Made in France : après les discours, la bataille des achats publics
Le « Made in France » a longtemps prospéré dans les discours. De la réindustrialisation à la souveraineté économique, rares sont désormais les responsables politiques ou les dirigeants qui contestent l'intérêt de produire davantage sur le territoire national.
Mais derrière ce consensus apparent, les résultats restent plus difficiles à obtenir. C'est sur ce constat qu'est née, en janvier dernier, l'Alliance du Fabriqué en France. L'organisation rassemble des profils qui ne se retrouvent pas souvent autour de la même table ; représentants patronaux, syndicats, industriels, défenseurs du label Origine France Garantie et plusieurs figures engagées depuis des années sur les questions industrielles.
Parmi eux figurent notamment Amir Reza-Tofighi, président de la CPME, Arnaud Montebourg, ancien ministre du Redressement productif, Gilles Attaf, président d'Origine France Garantie, ou encore Olivier Lluansi, spécialiste reconnu de la réindustrialisation.
Quelques mois après son lancement, l'Alliance entend désormais sortir du registre de l'intention pour s'attaquer à des sujets beaucoup plus concrets, comme les achats publics, l'épargne des Français et la formation industrielle.
Les 400 milliards d'euros de la commande publique
Le premier chantier concerne la commande publique. Chaque année, l'État, les collectivités locales et les établissements publics achètent pour près de 400 milliards d'euros de biens et de services. Pour les membres de l'Alliance, cette masse financière constitue l'un des principaux outils susceptibles de soutenir l'appareil productif français.

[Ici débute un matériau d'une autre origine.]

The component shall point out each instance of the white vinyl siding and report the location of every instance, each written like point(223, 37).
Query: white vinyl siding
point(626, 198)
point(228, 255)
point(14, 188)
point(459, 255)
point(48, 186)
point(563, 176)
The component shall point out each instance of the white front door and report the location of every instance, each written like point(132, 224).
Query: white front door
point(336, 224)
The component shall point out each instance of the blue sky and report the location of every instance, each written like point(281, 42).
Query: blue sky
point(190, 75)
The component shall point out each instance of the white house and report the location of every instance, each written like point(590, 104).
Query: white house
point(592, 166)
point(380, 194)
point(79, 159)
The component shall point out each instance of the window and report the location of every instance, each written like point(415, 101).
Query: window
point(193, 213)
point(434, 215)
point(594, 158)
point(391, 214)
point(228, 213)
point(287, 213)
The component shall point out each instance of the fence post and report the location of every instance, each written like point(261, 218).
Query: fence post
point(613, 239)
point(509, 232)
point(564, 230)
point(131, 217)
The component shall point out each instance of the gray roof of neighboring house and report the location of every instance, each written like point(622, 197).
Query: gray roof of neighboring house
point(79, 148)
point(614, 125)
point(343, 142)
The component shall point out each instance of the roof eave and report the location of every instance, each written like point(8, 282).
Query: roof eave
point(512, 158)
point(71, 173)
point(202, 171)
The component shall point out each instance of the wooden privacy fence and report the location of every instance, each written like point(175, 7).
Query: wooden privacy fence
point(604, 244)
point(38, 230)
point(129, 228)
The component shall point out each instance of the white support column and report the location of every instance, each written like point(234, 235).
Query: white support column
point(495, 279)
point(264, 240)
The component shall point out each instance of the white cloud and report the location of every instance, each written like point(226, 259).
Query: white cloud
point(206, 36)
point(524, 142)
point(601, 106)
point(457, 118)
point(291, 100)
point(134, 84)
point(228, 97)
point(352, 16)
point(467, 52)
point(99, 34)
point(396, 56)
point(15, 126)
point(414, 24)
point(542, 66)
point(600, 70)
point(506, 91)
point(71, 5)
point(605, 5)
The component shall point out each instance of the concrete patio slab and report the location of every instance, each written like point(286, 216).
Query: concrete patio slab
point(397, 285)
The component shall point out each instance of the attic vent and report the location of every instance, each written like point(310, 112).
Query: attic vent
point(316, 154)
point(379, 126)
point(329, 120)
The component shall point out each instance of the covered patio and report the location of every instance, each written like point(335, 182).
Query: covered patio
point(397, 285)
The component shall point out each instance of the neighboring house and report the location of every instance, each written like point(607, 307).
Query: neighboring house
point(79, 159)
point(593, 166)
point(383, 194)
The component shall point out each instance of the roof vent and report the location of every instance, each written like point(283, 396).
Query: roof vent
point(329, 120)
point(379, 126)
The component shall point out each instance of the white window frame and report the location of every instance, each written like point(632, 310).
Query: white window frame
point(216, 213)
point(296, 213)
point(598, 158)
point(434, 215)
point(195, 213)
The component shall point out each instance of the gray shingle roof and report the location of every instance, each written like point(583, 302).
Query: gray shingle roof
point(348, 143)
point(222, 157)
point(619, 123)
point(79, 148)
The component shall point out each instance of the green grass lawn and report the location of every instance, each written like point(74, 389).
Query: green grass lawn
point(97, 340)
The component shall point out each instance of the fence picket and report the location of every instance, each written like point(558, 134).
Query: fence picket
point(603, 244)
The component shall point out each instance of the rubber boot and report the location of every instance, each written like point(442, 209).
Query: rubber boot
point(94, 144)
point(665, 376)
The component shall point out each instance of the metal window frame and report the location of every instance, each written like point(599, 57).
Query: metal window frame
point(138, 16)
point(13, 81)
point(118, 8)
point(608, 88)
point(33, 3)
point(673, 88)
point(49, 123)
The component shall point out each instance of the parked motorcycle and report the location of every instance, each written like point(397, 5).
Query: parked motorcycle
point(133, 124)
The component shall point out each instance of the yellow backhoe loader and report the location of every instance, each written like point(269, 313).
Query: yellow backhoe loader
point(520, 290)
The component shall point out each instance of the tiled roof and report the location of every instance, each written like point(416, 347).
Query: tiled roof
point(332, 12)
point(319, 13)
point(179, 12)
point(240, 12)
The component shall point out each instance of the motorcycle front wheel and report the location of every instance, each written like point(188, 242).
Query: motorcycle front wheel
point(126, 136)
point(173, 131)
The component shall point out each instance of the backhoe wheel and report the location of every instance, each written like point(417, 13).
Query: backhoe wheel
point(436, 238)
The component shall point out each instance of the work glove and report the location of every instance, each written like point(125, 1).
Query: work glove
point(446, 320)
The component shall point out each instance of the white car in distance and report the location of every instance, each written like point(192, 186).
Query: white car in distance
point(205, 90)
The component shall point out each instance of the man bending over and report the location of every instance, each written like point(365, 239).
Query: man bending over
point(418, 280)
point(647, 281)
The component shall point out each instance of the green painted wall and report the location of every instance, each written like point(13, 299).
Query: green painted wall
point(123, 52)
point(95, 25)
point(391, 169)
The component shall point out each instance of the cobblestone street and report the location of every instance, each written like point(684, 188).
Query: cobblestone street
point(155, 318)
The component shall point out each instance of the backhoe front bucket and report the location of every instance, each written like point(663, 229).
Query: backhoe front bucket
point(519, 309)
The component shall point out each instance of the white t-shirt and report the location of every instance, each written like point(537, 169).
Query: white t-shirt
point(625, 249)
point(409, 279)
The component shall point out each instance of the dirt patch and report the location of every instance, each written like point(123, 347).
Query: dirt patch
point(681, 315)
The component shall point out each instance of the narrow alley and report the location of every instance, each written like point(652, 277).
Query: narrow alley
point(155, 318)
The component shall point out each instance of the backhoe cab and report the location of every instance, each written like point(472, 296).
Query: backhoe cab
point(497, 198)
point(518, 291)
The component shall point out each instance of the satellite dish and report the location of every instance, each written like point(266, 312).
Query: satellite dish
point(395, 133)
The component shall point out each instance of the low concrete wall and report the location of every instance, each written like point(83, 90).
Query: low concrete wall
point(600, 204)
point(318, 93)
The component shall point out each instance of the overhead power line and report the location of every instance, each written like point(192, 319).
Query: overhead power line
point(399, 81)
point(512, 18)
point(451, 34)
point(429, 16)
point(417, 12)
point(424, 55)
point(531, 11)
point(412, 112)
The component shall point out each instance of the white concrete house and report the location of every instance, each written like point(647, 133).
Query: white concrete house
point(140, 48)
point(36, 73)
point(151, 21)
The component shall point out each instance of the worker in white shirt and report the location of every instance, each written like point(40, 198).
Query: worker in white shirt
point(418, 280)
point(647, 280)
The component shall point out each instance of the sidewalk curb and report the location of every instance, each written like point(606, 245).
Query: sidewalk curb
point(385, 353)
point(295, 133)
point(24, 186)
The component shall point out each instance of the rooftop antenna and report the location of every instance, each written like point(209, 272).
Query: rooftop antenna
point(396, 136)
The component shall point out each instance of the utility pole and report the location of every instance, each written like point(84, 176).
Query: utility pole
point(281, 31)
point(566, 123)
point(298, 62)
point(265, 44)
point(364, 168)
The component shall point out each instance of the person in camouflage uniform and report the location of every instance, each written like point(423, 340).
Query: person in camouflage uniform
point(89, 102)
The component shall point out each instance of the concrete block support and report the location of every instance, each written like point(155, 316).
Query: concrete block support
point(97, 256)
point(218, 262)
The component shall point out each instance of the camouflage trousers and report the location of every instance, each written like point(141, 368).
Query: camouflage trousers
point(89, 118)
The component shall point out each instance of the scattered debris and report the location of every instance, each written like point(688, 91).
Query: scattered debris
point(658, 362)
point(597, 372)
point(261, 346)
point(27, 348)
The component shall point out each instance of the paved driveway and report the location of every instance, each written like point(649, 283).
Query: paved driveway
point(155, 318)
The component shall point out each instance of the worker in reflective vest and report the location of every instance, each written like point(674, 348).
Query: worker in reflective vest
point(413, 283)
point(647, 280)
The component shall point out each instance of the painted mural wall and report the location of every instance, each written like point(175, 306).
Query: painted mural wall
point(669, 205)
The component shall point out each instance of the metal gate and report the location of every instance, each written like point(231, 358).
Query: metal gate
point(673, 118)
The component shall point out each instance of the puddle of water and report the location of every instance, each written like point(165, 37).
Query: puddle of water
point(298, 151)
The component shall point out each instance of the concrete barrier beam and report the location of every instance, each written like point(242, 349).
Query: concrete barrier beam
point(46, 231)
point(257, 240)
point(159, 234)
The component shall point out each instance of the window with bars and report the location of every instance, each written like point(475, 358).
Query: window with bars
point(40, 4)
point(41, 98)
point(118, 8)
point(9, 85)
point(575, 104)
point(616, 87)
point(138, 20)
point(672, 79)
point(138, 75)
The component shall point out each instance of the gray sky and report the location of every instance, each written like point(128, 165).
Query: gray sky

L'organisation travaille notamment sur la création d'un baromètre régional des achats publics et s'intéresse à plusieurs initiatives déjà expérimentées dans certaines collectivités, notamment en Bretagne. L'objectif n'est pas seulement d'augmenter la part du fabriqué en France dans les marchés publics. Il s'agit également d'identifier les mécanismes qui permettent réellement aux entreprises industrielles françaises d'accéder à ces contrats.
Car derrière le débat sur la souveraineté économique se cache une question très pragmatique : comment transformer la puissance d'achat publique en activité industrielle et en emplois sur le territoire ?

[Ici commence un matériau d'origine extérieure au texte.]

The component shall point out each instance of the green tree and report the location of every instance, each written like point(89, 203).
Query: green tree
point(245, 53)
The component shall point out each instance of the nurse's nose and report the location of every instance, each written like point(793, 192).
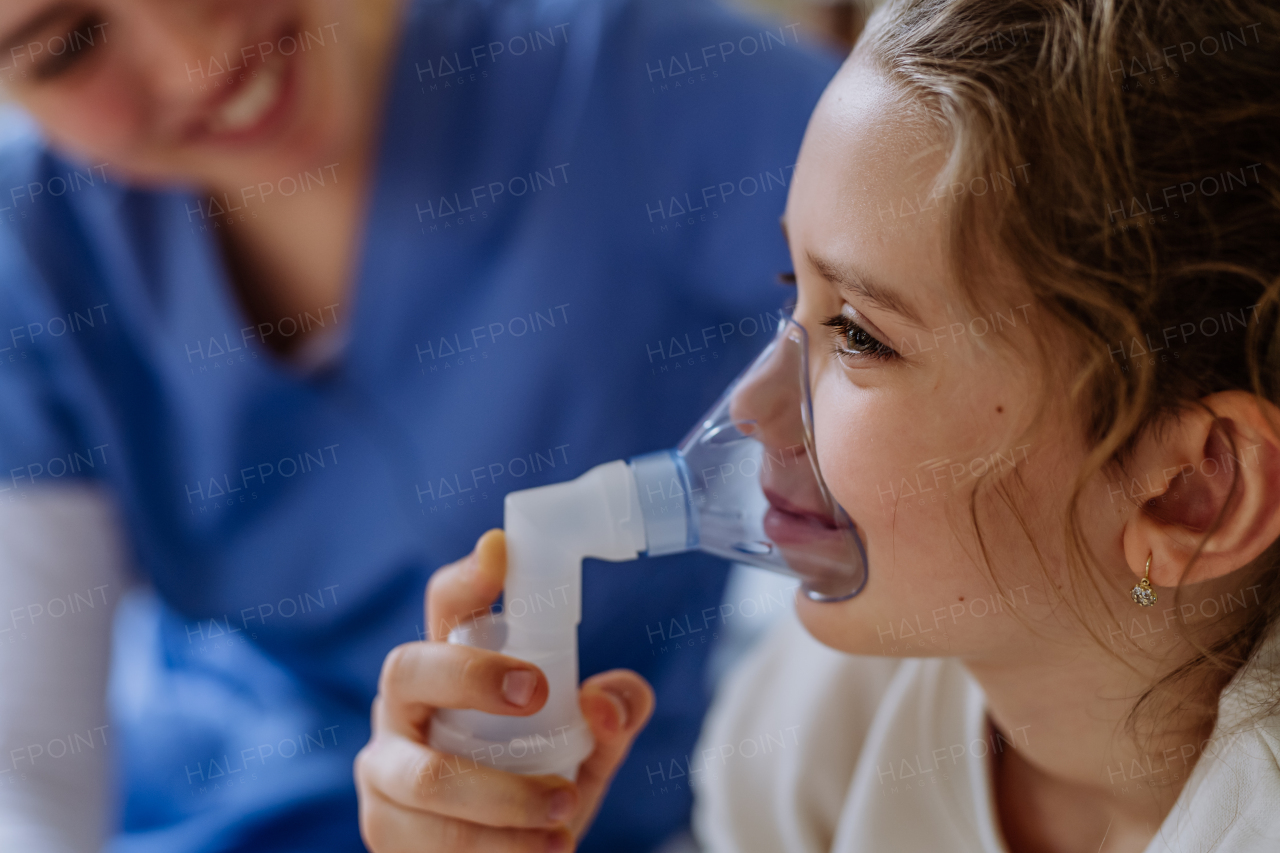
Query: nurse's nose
point(767, 402)
point(172, 42)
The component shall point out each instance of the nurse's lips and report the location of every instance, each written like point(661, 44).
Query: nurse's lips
point(247, 110)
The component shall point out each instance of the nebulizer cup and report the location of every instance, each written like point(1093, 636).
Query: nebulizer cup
point(744, 484)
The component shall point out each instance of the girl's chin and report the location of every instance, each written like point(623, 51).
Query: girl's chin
point(835, 625)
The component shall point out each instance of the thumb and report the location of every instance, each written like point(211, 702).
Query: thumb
point(617, 705)
point(464, 591)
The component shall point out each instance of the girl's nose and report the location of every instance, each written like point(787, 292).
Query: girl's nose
point(767, 402)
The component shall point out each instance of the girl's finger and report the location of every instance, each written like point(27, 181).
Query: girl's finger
point(617, 705)
point(419, 778)
point(464, 591)
point(388, 828)
point(419, 678)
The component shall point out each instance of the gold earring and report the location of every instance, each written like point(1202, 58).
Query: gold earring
point(1143, 594)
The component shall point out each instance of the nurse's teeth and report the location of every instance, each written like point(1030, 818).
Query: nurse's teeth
point(252, 101)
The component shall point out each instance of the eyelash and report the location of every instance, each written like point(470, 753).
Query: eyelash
point(872, 349)
point(51, 68)
point(876, 349)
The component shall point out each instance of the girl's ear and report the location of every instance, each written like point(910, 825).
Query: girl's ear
point(1193, 466)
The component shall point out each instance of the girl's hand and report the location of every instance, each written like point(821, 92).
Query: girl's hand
point(414, 798)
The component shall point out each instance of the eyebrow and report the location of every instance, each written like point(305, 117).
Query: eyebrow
point(851, 281)
point(36, 23)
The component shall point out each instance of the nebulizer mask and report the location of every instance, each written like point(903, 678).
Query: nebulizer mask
point(744, 484)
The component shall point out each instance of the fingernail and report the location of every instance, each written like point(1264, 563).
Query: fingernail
point(561, 807)
point(620, 707)
point(517, 687)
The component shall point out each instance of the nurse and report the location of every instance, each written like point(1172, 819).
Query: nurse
point(293, 292)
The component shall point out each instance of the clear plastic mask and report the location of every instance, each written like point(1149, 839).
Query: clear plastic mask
point(745, 483)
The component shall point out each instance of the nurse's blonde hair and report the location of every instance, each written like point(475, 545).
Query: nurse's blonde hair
point(1146, 135)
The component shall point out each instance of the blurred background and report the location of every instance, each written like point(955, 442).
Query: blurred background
point(836, 22)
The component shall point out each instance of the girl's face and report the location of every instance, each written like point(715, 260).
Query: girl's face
point(214, 92)
point(914, 397)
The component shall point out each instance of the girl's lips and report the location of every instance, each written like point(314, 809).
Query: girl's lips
point(814, 518)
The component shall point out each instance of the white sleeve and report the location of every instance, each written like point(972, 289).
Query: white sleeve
point(778, 747)
point(62, 573)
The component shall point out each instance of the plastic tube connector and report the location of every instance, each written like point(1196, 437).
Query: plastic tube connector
point(549, 532)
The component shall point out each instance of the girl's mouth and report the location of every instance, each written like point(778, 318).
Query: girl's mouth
point(790, 524)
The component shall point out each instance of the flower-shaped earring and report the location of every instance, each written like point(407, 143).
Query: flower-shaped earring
point(1143, 594)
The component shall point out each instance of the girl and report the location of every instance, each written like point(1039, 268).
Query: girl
point(1034, 250)
point(275, 276)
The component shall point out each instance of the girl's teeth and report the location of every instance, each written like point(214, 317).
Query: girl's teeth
point(251, 103)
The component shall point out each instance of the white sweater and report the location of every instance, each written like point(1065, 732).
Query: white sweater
point(809, 749)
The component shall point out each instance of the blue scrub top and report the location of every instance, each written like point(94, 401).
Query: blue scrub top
point(571, 250)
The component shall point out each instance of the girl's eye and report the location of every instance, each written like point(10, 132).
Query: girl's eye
point(853, 340)
point(76, 44)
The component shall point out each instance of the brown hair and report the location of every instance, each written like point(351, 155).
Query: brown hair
point(1150, 128)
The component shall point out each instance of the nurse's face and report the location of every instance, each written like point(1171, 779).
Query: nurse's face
point(215, 92)
point(914, 397)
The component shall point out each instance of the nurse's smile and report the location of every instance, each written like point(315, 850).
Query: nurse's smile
point(248, 112)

Réorienter une partie de l'épargne vers l'industrie
Autre sujet, l'épargne. Les Français comptent parmi les plus gros épargnants d'Europe. Pourtant, une part importante de cette épargne reste investie dans des produits peu connectés au financement direct des entreprises industrielles.
L'Alliance soutient ainsi plusieurs initiatives destinées à rapprocher l'épargne privée de l'économie productive. Parmi elles figurent « Sélection Vega Industrie France », lancé avec le soutien de la CFE-CGC de Belfort, ainsi que le projet de fonds souverain « France Impulsion Emploi ».

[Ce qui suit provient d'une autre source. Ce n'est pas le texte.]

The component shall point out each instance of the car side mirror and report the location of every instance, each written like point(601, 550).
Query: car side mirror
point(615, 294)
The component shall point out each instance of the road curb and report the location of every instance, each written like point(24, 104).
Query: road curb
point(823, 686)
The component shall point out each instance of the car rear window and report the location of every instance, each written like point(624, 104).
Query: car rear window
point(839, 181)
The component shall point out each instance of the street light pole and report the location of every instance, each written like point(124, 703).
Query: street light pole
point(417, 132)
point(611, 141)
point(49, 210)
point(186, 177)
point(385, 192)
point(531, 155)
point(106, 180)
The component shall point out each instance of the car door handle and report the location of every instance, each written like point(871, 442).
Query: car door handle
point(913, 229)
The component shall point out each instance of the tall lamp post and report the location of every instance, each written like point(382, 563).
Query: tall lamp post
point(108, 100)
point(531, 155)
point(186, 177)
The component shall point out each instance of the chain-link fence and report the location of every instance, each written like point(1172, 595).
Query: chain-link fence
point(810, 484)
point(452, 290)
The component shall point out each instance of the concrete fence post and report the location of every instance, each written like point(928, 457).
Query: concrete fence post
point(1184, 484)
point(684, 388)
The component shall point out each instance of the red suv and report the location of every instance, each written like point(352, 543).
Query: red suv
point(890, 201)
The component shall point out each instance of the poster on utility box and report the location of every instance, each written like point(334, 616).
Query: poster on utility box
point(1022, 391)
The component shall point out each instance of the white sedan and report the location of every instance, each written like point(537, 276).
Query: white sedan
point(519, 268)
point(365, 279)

L'idée étant qu'une partie des capitaux aujourd'hui immobilisés pourrait contribuer au financement d'investissements industriels ou à la croissance d'entreprises implantées dans les territoires. Pour y parvenir, il faudra toutefois lever un frein majeur en persuadant les épargnants et les professionnels de la gestion que l'industrie locale peut aussi être rentable.
La question que toutes les usines se posent
L'argent ne résout pas tout. De nombreuses entreprises industrielles se heurtent aujourd'hui à la difficulté de trouver les compétences dont elles ont besoin. Techniciens, opérateurs spécialisés, ingénieurs ou personnels de maintenance figurent parmi les profils les plus recherchés dans de nombreux bassins industriels.
L'Alliance a engagé un travail d'identification d'initiatives locales susceptibles d'être reproduites ailleurs. Parmi les exemples étudiés figure le bassin de Lacq-Pau-Tarbes, régulièrement cité pour sa capacité à rapprocher entreprises, établissements de formation et collectivités locales.
Car la réindustrialisation ne dépend pas seulement des usines ou des investissements. Elle repose aussi sur la capacité des territoires à former les salariés dont les entreprises auront besoin demain.
Du plaidoyer à l'influence
L'Alliance ne cache pas ses ambitions. Depuis sa création, ses représentants ont multiplié les échanges avec plusieurs ministres, parlementaires, collectivités et grands acheteurs publics.
Parmi les sujets défendus figure notamment une meilleure prise en compte du fabriqué en France dans les achats publics, ainsi qu'une représentation au sein des instances nationales chargées de ces questions.
Après plusieurs années de débats sur la souveraineté économique, l'enjeu n'est plus vraiment de convaincre de l'intérêt du Made in France. Il est désormais de savoir quelles décisions concrètes peuvent encore être prises pour renforcer la production sur le territoire.
C'est sur ce terrain que l'Alliance du Fabriqué en France sera attendue.